The Stress-Fractures Theory
In your typical first marriage, the people getting married are usually relatively low-baggage. Regardless of their personal foibles, they generally come into the marriage with no children, parents who can care for themselves, and relatively little attachment to their job or living space. By the time the average person is saying the vows at their second marriage — 33 years of age — that’s no longer the case.

Those factors matter. Children that need care, parents that need attention, careers that must be maintained, and just generally being less willing to adapt to a foreign lifestyle all cause stress, and stress (through a number of routes) causes divorce. This is especially true when the preexisting children/parents/friends/exes are openly hostile to the new spouse.
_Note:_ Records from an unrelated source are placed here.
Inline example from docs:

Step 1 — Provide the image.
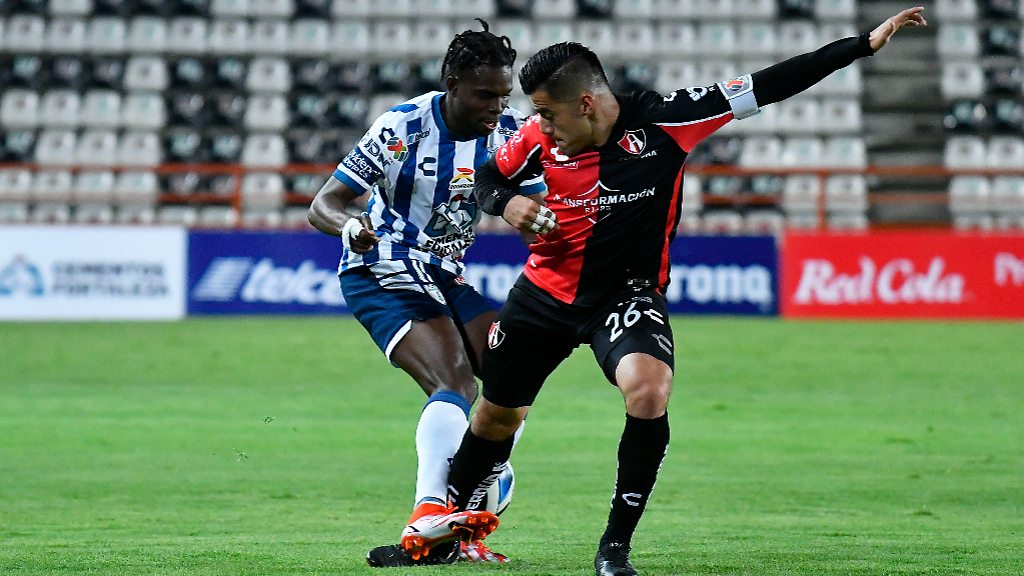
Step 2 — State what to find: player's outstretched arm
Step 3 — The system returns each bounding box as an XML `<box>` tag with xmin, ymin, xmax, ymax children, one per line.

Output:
<box><xmin>748</xmin><ymin>6</ymin><xmax>926</xmax><ymax>108</ymax></box>
<box><xmin>308</xmin><ymin>177</ymin><xmax>378</xmax><ymax>253</ymax></box>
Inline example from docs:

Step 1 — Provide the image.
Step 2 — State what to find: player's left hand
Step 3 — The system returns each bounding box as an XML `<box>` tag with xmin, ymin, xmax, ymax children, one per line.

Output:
<box><xmin>869</xmin><ymin>6</ymin><xmax>927</xmax><ymax>52</ymax></box>
<box><xmin>502</xmin><ymin>195</ymin><xmax>559</xmax><ymax>235</ymax></box>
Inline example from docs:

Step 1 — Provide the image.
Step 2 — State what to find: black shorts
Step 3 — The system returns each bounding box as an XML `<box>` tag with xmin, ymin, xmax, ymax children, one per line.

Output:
<box><xmin>482</xmin><ymin>274</ymin><xmax>675</xmax><ymax>409</ymax></box>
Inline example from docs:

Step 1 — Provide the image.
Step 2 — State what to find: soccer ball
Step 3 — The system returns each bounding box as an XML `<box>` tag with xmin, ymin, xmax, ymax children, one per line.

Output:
<box><xmin>482</xmin><ymin>463</ymin><xmax>515</xmax><ymax>516</ymax></box>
Tack on the potential stressors of child and spousal support, co-parenting, and schedule juggling, and it starts to become obvious why some second-newlyweds might come to see their new spouse as an obstacle rather than a partner.

Once Bitten…
Then there’s the simple psychology of someone who has felt the sting of a painful divorce: they tend to be paranoid about it happening again. This can mean that any behavior they observe that reminds them of their ex is suddenly grounds for a significant reaction, whether that means getting angry or pulling away.
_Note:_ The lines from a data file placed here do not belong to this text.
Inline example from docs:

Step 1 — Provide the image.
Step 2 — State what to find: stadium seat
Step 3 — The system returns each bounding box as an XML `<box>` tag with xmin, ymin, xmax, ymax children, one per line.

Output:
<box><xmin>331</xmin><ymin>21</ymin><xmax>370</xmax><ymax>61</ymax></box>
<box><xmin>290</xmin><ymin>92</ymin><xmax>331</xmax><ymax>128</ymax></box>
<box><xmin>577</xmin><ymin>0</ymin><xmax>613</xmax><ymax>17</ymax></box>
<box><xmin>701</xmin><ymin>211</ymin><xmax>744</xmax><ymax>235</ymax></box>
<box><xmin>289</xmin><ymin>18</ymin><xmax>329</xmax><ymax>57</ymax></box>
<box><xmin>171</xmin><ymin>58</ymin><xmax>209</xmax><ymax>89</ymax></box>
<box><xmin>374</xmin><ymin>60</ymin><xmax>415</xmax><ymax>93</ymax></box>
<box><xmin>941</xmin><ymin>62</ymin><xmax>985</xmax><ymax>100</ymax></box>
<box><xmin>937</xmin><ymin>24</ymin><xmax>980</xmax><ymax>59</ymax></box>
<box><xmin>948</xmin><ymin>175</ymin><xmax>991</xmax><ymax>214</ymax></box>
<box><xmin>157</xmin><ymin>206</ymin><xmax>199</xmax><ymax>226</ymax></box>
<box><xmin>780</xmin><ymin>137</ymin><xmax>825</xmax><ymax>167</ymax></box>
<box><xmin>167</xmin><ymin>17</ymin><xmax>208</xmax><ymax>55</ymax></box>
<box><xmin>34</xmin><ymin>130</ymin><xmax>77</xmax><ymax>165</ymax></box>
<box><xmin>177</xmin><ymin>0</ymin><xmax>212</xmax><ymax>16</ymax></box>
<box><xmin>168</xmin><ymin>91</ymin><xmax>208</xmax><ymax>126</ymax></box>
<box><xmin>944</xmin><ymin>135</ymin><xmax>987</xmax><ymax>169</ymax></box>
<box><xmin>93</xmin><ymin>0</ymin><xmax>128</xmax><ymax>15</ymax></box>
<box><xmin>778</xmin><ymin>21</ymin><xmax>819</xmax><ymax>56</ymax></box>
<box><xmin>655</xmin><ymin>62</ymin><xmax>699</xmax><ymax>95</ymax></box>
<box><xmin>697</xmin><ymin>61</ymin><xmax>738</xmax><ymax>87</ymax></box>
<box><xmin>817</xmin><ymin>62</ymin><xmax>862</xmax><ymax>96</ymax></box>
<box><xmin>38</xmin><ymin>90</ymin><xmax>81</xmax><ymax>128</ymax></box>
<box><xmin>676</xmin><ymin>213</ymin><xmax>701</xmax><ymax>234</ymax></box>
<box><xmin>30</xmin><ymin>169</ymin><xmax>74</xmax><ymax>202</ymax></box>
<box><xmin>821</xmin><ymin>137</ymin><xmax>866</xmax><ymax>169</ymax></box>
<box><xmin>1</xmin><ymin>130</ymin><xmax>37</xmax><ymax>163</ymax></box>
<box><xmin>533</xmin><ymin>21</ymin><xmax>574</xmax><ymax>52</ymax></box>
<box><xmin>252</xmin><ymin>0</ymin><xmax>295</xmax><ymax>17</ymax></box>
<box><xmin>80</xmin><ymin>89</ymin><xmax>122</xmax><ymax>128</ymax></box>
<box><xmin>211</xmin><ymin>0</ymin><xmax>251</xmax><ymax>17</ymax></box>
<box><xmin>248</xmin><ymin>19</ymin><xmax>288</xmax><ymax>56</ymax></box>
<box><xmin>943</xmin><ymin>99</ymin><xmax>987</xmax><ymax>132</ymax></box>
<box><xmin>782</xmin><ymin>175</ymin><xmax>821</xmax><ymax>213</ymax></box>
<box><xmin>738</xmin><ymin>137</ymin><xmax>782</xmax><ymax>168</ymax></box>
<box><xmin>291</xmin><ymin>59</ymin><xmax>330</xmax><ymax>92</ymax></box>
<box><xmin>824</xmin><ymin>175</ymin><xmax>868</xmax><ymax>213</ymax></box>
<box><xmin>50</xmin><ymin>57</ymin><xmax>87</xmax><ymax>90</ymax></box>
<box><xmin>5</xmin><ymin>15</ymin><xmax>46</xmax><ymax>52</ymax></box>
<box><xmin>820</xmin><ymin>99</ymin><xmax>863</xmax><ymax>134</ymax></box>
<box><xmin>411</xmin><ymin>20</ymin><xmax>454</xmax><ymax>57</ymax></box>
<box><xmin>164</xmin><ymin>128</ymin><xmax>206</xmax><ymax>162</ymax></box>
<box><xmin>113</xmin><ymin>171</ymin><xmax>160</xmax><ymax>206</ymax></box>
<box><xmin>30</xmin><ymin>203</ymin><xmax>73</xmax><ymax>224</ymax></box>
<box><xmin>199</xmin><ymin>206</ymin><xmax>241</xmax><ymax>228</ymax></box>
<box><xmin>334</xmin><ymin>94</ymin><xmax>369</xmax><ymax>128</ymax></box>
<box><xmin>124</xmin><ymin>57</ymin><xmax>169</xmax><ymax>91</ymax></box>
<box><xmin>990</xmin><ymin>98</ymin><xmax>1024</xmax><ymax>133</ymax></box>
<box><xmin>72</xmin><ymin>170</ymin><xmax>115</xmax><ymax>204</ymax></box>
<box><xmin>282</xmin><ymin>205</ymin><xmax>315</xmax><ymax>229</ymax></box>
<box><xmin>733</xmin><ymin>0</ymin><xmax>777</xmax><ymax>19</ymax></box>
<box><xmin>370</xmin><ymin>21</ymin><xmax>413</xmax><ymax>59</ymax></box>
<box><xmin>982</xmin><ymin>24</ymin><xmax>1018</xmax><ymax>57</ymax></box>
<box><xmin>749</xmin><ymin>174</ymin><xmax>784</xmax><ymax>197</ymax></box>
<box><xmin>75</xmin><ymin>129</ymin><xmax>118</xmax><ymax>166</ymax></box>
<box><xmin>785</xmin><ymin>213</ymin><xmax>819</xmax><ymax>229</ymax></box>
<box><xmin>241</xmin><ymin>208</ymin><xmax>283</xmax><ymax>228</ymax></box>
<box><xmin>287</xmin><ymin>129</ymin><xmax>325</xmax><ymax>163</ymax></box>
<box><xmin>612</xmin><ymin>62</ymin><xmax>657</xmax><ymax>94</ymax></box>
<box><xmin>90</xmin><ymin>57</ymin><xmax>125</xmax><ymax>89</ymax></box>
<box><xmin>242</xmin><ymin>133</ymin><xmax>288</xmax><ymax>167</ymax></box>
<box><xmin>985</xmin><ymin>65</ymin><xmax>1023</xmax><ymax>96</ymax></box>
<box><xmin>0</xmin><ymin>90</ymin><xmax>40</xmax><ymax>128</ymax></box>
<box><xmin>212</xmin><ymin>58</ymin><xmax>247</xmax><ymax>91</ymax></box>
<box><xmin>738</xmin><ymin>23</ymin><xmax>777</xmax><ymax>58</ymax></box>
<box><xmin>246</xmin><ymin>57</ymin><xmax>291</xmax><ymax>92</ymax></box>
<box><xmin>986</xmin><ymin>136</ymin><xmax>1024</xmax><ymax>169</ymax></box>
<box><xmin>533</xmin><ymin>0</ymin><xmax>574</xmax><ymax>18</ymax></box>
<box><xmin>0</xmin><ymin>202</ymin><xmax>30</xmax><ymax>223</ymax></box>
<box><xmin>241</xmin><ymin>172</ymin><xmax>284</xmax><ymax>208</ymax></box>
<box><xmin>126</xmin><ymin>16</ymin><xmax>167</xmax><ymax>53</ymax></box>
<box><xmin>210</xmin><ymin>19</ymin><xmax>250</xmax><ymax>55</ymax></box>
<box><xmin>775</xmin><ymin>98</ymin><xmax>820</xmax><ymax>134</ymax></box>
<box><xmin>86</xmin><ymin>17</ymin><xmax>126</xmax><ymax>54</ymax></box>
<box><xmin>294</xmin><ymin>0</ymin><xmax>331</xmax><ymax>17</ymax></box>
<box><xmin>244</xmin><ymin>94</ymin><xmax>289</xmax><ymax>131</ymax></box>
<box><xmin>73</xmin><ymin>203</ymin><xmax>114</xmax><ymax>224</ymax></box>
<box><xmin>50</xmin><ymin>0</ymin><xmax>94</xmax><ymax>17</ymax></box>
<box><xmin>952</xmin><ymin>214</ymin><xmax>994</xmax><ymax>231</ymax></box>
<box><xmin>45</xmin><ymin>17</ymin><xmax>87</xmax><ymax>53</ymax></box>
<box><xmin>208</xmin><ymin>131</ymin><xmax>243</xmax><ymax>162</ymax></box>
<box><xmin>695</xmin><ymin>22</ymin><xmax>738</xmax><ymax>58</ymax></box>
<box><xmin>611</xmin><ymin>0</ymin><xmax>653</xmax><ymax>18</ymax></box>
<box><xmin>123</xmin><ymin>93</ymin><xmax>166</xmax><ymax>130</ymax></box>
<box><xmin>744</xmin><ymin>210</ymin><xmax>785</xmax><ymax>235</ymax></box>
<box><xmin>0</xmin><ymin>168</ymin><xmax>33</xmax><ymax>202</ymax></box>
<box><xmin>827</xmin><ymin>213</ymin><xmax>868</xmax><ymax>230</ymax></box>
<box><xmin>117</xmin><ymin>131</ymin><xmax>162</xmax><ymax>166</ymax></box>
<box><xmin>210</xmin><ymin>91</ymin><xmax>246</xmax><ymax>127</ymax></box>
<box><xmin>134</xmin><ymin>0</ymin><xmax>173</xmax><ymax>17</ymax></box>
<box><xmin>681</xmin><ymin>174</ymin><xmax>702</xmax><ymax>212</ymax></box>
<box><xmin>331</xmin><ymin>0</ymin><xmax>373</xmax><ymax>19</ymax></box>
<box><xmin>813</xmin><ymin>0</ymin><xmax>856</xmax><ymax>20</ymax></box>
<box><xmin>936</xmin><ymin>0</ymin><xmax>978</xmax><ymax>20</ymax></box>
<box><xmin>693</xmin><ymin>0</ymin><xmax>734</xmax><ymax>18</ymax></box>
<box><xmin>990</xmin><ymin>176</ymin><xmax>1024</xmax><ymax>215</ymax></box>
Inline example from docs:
On the flipside of the same coin, people who have been divorced once know what it means to get divorced. They’ve experienced the social stigma, the drama, the emotional wreckage…and they’ve survived it. The idea of getting a second divorce is much less frightening than the idea of getting the first one, because it’s not a looming mystery anymore. You know what it feels like to be on your own again, with no one to depend on, and you’ve done it. You can do it again if need be. Why worry?

Self-Sufficiency
Finally, we have a gem of insight from one of my favorite authors, social historian Stephanie Coontz. According to Coontz, by the time a second marriage rolls around, women no longer feel like they need a man to provide for them financially — and men no longer feel like they need a woman to hold down the fort at home.

This combined with changes in the law that are making it easier to get divorced in almost every state in the Union means that second divorces are strikingly more common, in Coontz’ estimation.

What Does This All Mean?
No one is saying you shouldn’t get remarried. Ultimately, no one is even saying second divorces are bad — not for you, not societally. What it does mean, however, is that you should go into a second marriage with eyes wide open, knowing full well that the balance of probability is that you’re headed for a divorce within a decade, maybe half that.